Stand News, Hong Kong’s biggest remaining pro-democracy news outlet, yesterday announced on Facebook that it would immediately lay off all staff and cease operations, and take down its Web site and social media accounts within days.
The move came hours after more than 200 police raided the outlet’s newsroom, froze about HK$61 million (US$7.8 million) of assets and arrested seven people connected to it on a colonial-era sedition law.
Those arrested included acting Stand News editor-in-chief Patrick Lam (林紹桐) and Denise Ho (何韻詩), a pop star who had testified about Hong Kong before the US Congress.
Photo: AFP
Stand News had briefly been the largest Chinese-language media outlet publishing coverage critical of the Hong Kong government after Apple Daily’s closure in July under pressure from a similar probe.
The site had braced for police scrutiny, announcing in June that it would purge opinion pieces from its Web site, and stop accepting subscriptions and sponsorships.
The sudden fall of Stand News is the latest in a series of devastating blows this year to Hong Kong’s once-vibrant opposition, including the arrests of scores of prominent democracy advocates and the election of new Legislative Council vetted by Beijing.
Photo: AP
The campaign has remade Hong Kong as it prepares to celebrate the 25th anniversary of Chinese rule — halfway through Beijing’s promise to leave the territory’s basic policies “unchanged for 50 years.”
“A vibrant and trustworthy global financial hub requires creativity, transparency of information, and plurality of opinions,” said Eric Lai (黎恩灝), a Hong Kong law fellow at Georgetown University’s Center for Asian Law. “Hong Kong will eventually lose these core elements when protection of free speech becomes lip service.”
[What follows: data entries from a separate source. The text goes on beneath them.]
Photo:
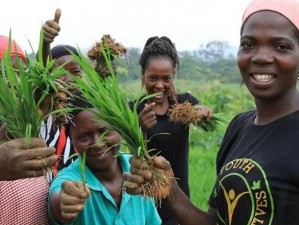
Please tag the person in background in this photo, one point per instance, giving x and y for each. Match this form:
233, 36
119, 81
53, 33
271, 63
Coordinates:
23, 188
55, 136
257, 164
159, 63
100, 198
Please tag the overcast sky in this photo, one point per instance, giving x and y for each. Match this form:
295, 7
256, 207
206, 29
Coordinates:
188, 23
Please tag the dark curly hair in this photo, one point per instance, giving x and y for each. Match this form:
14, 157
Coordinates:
156, 47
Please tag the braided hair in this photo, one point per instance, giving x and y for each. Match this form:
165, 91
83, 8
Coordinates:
156, 47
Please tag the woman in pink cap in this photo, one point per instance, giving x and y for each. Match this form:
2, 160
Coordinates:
257, 164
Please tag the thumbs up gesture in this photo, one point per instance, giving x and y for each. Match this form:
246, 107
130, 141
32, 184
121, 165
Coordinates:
51, 28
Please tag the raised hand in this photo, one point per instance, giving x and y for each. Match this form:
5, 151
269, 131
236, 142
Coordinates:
205, 112
147, 117
51, 28
21, 160
139, 172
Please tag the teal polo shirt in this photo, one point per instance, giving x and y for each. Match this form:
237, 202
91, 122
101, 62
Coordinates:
100, 208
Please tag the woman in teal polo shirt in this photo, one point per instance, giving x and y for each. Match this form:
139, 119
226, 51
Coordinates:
102, 200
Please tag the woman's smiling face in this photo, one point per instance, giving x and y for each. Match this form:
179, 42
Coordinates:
158, 78
268, 55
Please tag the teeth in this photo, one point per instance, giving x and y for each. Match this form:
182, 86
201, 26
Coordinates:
263, 77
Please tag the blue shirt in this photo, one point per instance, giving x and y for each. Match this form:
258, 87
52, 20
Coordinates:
100, 207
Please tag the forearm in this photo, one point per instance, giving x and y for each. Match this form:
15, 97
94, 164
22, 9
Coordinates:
55, 209
2, 133
46, 49
186, 212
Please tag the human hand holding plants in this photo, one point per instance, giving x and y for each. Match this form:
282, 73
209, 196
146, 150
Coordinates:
147, 117
205, 112
51, 28
72, 199
140, 173
22, 159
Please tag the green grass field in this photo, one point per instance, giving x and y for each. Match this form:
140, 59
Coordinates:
226, 101
202, 174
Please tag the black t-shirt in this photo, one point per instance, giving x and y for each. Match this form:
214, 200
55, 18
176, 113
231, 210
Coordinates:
258, 172
171, 140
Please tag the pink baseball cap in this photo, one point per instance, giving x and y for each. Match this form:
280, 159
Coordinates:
15, 48
287, 8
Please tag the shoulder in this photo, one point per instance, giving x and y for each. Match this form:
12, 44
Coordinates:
240, 119
187, 97
124, 161
232, 133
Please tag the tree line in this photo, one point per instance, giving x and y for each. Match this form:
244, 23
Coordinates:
215, 60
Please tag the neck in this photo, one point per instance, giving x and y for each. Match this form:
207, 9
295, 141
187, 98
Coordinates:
110, 173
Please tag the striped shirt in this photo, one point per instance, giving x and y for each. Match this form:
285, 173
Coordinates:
57, 137
24, 201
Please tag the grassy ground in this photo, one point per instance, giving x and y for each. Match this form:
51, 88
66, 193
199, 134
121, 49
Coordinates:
202, 175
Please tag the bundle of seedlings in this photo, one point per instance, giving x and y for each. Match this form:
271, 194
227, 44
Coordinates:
188, 114
95, 54
25, 101
112, 108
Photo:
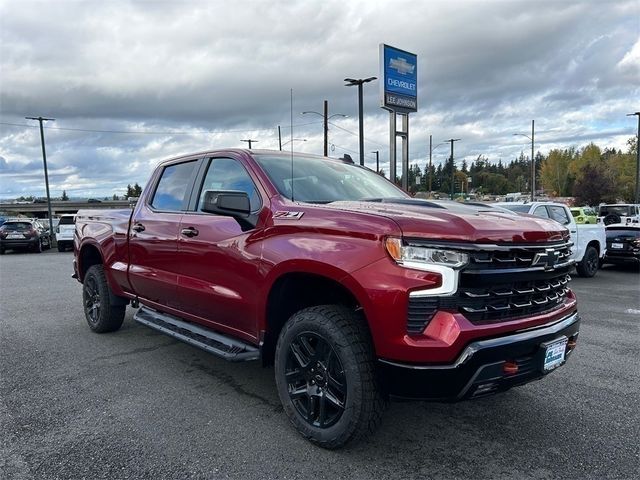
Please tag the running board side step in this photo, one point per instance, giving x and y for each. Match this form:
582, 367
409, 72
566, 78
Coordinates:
213, 342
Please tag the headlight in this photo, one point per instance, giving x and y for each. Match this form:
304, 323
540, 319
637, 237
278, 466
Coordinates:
407, 254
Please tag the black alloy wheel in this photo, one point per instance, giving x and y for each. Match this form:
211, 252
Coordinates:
91, 299
316, 380
589, 264
103, 310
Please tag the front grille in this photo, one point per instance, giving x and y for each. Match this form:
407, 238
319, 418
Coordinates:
501, 284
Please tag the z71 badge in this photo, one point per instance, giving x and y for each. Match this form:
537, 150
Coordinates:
288, 215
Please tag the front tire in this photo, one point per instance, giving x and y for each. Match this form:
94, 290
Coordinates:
326, 377
589, 264
101, 315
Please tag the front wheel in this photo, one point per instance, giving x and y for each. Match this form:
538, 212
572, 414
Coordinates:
326, 377
589, 264
101, 315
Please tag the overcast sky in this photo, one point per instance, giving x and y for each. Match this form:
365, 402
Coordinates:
194, 75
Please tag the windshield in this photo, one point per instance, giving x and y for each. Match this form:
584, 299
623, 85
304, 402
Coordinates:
16, 226
516, 208
323, 180
622, 210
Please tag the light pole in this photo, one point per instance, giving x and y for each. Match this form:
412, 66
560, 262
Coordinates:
377, 152
46, 173
250, 142
637, 200
430, 155
359, 82
293, 140
451, 140
325, 116
533, 160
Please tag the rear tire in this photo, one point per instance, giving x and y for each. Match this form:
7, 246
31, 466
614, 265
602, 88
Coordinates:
589, 264
102, 316
326, 376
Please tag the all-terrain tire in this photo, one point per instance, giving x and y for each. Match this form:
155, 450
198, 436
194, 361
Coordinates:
338, 342
102, 316
588, 266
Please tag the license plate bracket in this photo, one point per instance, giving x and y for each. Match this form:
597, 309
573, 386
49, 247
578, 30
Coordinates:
553, 354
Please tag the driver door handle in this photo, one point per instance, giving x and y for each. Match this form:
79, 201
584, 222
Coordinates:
189, 232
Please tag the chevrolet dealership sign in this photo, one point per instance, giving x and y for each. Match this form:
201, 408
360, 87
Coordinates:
399, 71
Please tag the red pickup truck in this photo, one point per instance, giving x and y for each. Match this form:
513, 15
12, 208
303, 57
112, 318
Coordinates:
353, 290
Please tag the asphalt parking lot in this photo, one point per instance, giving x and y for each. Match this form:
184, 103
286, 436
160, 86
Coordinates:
137, 404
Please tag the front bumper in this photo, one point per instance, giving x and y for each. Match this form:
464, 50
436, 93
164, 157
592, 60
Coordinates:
479, 370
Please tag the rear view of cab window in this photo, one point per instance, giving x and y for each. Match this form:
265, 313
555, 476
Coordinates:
172, 187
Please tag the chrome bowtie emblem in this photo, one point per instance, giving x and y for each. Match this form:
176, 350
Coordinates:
548, 259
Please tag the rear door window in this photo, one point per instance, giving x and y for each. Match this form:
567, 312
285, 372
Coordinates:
559, 214
541, 212
172, 191
228, 174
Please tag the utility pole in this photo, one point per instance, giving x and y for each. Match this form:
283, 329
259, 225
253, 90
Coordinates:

Those arrested yesterday were detained on a once-little-used sedition law dating back to 1938 that still refers to “Her Majesty” and “the Crown.” Hong Kong authorities have seized on the powerful law to prosecute opposition figures in addition to the four crimes outlined in the National Security Law.
Others arrested yesterday for conspiring to “publish seditious materials” included former Stand News editor-in-chief Chung Pui-kuen (鍾沛權), and former board members Margaret Ng (吳靄儀), Chow Tat-chi (周達智) and Christine Fang (方敏生), the South China Morning Post reported.
The sedition offense carries a maximum sentence of two years in prison and a HK$5,000 fine.
A Global Times article cited unnamed observers who hailed the arrest of Ho as the “best Christmas present,” saying that those arrested had been working with the US to destabilize Hong Kong.
The Committee to Protect Journalists condemned yesterday’s raid.
“Authorities must release the six and drop all charges against them immediately, if Hong Kong is to retain any semblance of the freedoms that its residents enjoyed only a few years ago,” the group’s Asia program coordinator Steven Butler said.
With the closure of Stand News, only a handful of independent outlets remain, including the English-language Hong Kong Free Press.
Public broadcaster Radio Television Hong Kong has had hard-hitting programs canceled and former staff members have accused the organization of purging voices critical of the government.
Hong Kong Chief Secretary John Lee (李家超), a former police official who was earlier this year promoted to the territory’s No. 2 post, dismissed concerns that local media are under political pressure, telling reporters that those who used the media to pursue political goals were the “evil elements” damaging freedom of the press.
“Professional media workers should recognize that these are the bad apples who are abusing their position by wearing a false coat of media worker,” Lee said.
In Taipei, the Mainland Affairs Council yesterday condemned the Hong Kong government for human rights violations, saying that recent events “revealed the lie behind communist China’s slogan of ‘one country, two systems.’”
Citing the detention of the Stand News staff and imprisonment of Apple Daily founder Jimmy Lai (黎智英), the council said in a news release that “any intelligent observer would conclude ... that nothing short of a literary inquisition is being conducted.”
China’s defenders should stop being the enablers and accomplices of Beijing’s bad behavior, it said.
Despite guarantees in the Basic Law for freedom of speech and freedom of the press, recent incidents show that human rights in Hong Kong are in free fall, it said.